In previous blog posts, I mentioned that my portfolio needed greater exposure to the energy sector. That’s exactly what I focused on with my July investments. I also wrote about my intention to increase my position in First Solar, particularly if the stock price remained below $165. However, when my paycheck hit, the price had already climbed far above that level — hovering around $185. So I missed the chance to buy more at that time.
Still, I may have found a convenient opportunity to add to my position later. Stick around until the end to see how that played out. But first, let’s dive into the actual investments I made in July.
✅ EVN AG – A Move into Energy Utilities
This was my first purchase for the month. As I said earlier, I was looking to boost my energy exposure. While EVN AG is more of a utility stock, it’s still in the energy space, so it made the shortlist. Here’s a brief overview of the company:
EVN AG provides energy and environmental services in Austria, Bulgaria, North Macedonia, Croatia, Germany, and Albania. The company operates through Energy, Generation, Networks, South East Europe, Environmental, and All Other segments. It is involved in energy generation; operation of distribution networks; production and supply of electricity, natural gas, and heat to end customers, as well as investment activities.

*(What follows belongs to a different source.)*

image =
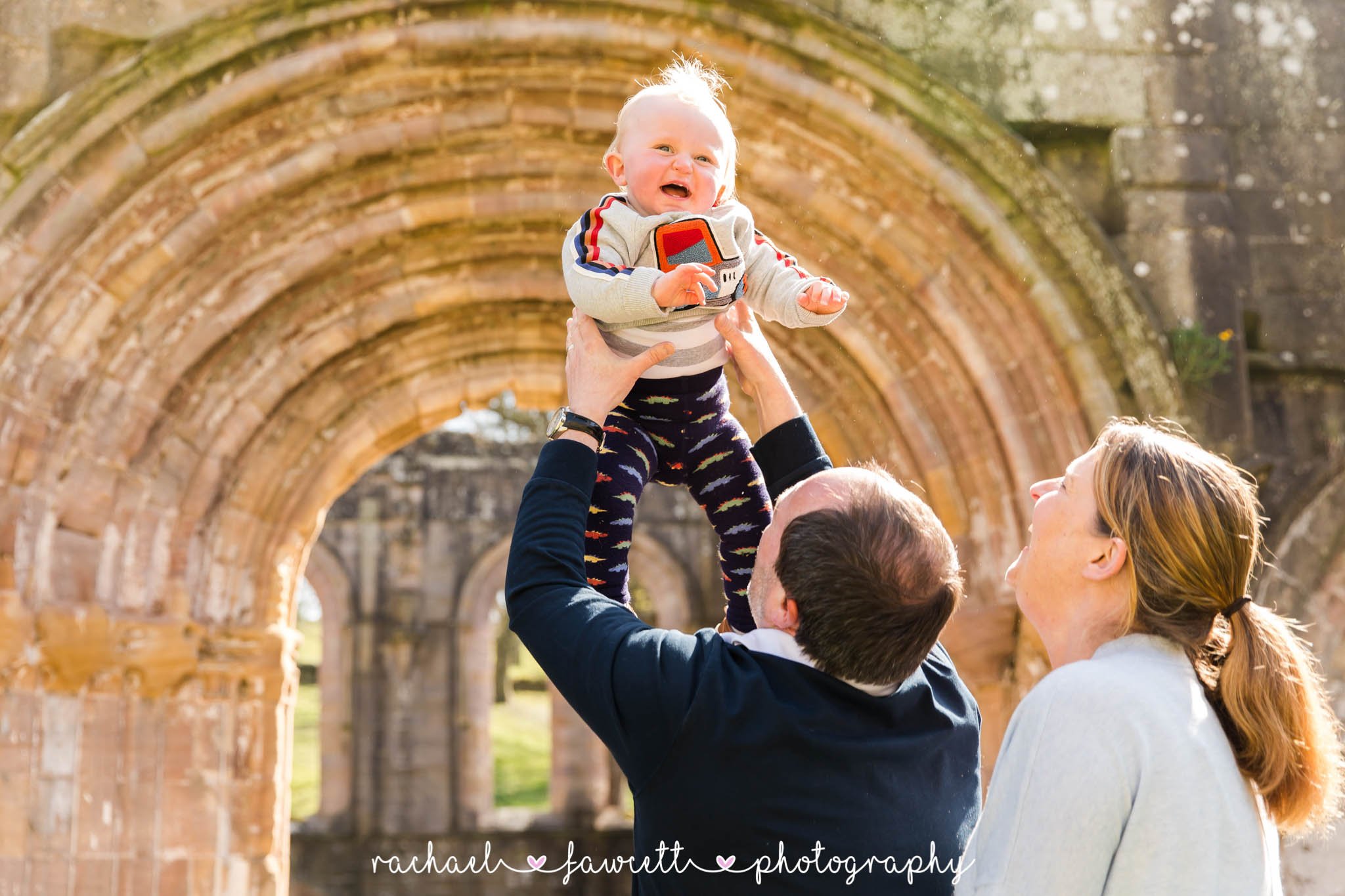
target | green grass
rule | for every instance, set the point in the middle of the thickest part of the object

Given this profile, it should be clear why EVN made my buy list. I won’t go into too much detail here, as I’m planning a separate deep dive into this company soon.

From a technical analysis standpoint, the timing wasn’t perfect. Earlier in the year, there were definitely more attractive entry points. Still, I took the “better late than never” approach. I plan to add more to this position if the price dips.
As for the purchase specifics: I allocated 58% of my July investment budget to EVN. I bought on July 4, 2025, at a price of €23.65 per share. As of the time of writing, the price is roughly the same. Fingers crossed that a dip gives me the chance to strengthen the position further.
💼 ETF Investments – Healthcare & Emerging Markets
The remaining 42% of my July budget was divided between two ETFs — both of which I’ve discussed in previous blog entries. This month, I simply added to those positions, dollar-cost averaging. For any new readers, here’s a quick refresher:
🧬 Xtrackers Healthcare Innovation (Ticker: XGEN)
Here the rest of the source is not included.